Album Review The Strokes - The New Abnormal
4-5 StarsThe Strokes seem to have finally remembered exactly how magical they can be.

Even if The Strokes never released another note of good music again, history would still remember them as the band who changed everything. Strolling into view as the millennial bells clanged a new era into existence, they gifted the world with flawless debut ‘Is This It’ before 2001 was out and inspired a new, invigorated tribe in their wake. From dishevelled head down to Converse-clad toe, you can thank Julian, Nick, Albert, Nikolai and Fab for basically every good indie band that’s come since.
It’s why, though the quintet haven’t released a truly great album since 2006’s ‘First Impressions of Earth’, they still elicit more blind, fervent faith than most. Yet, from 2013’s disjointed full band effort ‘Comedown Machine’ through his abrasive subsequent project with The Voidz, in recent years there’s no-one Julian Casablancas has seemed to want to be less than Julian Casablancas from The Strokes.

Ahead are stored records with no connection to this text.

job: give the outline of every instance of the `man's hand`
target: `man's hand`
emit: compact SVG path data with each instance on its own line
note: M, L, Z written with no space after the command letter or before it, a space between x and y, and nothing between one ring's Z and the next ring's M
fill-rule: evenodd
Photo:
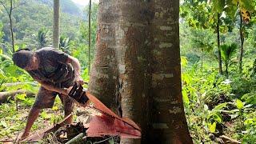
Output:
M70 91L71 90L73 86L70 86L69 88L59 88L58 90L58 92L60 93L60 94L63 94L65 95L68 95Z
M77 76L74 80L78 86L82 86L83 84L85 84L84 81L82 80L82 78L80 75Z

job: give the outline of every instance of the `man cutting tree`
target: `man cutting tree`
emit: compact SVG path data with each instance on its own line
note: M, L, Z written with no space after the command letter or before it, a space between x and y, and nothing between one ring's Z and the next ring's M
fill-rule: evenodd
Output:
M65 117L72 113L73 102L66 94L74 82L81 85L84 83L77 58L57 49L45 47L34 52L28 50L18 50L13 54L13 61L41 84L21 138L30 134L31 126L42 109L52 108L57 94L64 105ZM71 123L72 117L66 122L67 124Z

That is, until now. Because, from the first needling burst of Albert Hammond Jr’s instantly-recognisable fretwork on opener ‘The Adults Are Talking’, ‘The New Abnormal’ feels like the legendary New Yorkers finally having fun, loosening up and learning to love what made them great again.

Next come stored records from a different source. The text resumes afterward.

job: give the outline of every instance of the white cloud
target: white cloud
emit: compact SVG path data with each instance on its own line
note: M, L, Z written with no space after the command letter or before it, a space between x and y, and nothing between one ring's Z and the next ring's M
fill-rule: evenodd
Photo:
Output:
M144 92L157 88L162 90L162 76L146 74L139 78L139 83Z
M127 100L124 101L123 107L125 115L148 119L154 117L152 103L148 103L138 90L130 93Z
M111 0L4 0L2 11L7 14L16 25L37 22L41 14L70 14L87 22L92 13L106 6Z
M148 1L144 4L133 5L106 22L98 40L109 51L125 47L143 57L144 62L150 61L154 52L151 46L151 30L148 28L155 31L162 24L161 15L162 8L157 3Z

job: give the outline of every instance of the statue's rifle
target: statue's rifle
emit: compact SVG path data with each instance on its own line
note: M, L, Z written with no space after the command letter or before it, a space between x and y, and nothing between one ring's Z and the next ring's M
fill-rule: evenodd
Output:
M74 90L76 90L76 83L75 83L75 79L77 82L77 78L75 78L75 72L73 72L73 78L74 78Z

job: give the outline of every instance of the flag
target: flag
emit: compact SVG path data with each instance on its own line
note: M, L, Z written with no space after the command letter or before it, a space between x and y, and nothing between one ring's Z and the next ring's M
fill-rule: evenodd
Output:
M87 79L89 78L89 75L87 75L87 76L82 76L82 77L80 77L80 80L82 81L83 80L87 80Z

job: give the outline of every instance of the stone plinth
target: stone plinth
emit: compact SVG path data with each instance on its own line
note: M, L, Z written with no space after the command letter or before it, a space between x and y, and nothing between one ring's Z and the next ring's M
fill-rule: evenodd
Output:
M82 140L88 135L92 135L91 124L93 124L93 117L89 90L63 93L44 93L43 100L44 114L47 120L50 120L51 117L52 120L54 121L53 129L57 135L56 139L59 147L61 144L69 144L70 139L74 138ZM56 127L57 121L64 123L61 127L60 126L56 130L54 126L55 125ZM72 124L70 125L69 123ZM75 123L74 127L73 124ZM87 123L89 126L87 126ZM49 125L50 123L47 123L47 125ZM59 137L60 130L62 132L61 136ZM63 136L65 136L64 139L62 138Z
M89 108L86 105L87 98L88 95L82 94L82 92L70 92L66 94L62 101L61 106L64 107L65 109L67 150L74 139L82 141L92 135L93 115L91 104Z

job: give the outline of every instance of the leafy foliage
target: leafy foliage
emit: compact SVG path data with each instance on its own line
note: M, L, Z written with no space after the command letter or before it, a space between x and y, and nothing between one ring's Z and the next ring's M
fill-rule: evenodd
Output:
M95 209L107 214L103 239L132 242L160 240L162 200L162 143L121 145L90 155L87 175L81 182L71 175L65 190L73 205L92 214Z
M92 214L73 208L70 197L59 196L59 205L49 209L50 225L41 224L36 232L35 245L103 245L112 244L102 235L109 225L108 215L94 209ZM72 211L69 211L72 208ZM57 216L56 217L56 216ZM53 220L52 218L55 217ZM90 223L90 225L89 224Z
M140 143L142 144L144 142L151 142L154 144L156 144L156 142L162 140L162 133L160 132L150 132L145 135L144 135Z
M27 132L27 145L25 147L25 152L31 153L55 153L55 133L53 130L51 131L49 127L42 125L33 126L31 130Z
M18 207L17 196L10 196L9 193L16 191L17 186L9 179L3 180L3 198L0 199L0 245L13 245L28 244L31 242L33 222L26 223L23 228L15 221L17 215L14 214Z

Insouciant, effortless cool; shimmering, effervescent melodies that cut through the street-smart danger; the ability to sound vitally alive whilst simultaneously not giving a fuck: all the traits that underpin the band’s best songs are present and correct, from ‘Dancing With Myself’-aping recent single ‘Bad Decisions’, to the twinkling, yearning ‘Selfless’. The Strokes’ sixth isn’t a regressive attempt to make ‘Is This It’ 2.0 - there’s little here that would fit easily on that sparky, youthful first record - but it still rings with a more mature, yet tantalisingly familiar energy.

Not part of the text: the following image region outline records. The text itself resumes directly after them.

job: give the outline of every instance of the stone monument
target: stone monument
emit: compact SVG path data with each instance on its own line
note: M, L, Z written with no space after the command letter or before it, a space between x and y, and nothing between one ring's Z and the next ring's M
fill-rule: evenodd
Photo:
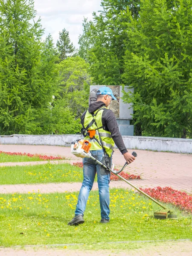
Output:
M89 103L96 101L97 90L105 85L92 85L90 86L90 95ZM120 133L122 136L133 136L134 125L130 125L130 120L133 119L132 114L133 108L131 104L125 103L122 99L123 96L122 87L116 85L107 85L112 90L117 100L113 100L109 109L113 111L116 117ZM134 89L125 86L125 92L134 92Z

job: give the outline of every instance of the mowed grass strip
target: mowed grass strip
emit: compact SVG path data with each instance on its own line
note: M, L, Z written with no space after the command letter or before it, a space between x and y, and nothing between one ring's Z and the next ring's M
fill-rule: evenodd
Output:
M132 190L110 190L110 221L99 223L98 191L90 193L84 224L69 226L77 193L0 195L0 246L82 243L89 249L108 242L192 239L191 215L156 219L160 207ZM123 244L122 244L122 247Z
M82 169L68 163L0 166L0 185L82 182Z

On ‘Why Are Sundays So Depressing’, Albert and Nick Valensi’s guitars dance around each other, Julian opining about a romantic game of cat and mouse; ‘Eternal Summer’, meanwhile, ricochets between cooing falsetto and grizzled chorus howl. If the latter’s bridge (“Summer is coming / Won’t go away / Summer is coming / It’s here to stay”) is a bit of lyrical clanger, then it’s also a slight misnomer: from abandonment to self-doubt, the ideas laid bare in the singer’s un-showy rhymes run the full gamut of melancholy reflection.
The record’s highlights, too, are polar opposites. ‘Brooklyn Bridge to Chorus’ is an absolute suckerpunch with the kind of build-ups and pay-offs that unashamedly want to be massive; ‘Not The Same Anymore’, meanwhile, is perhaps the prettiest track the band have ever laid to tape. But, as the random snippets of studio horseplay that link the tracks attest, there’s a sense of fun and freedom throughout it all that’s not felt fully present in years.
You need only reflect on last summer’s All Points East outing which, despite its eventual sound issues, sold out faster than any of the mega-event’s other more modern superstar headliners, to see how much hope people still harbour towards the band. Now, The Strokes seem to have finally remembered exactly how magical they can be too. It’s about time.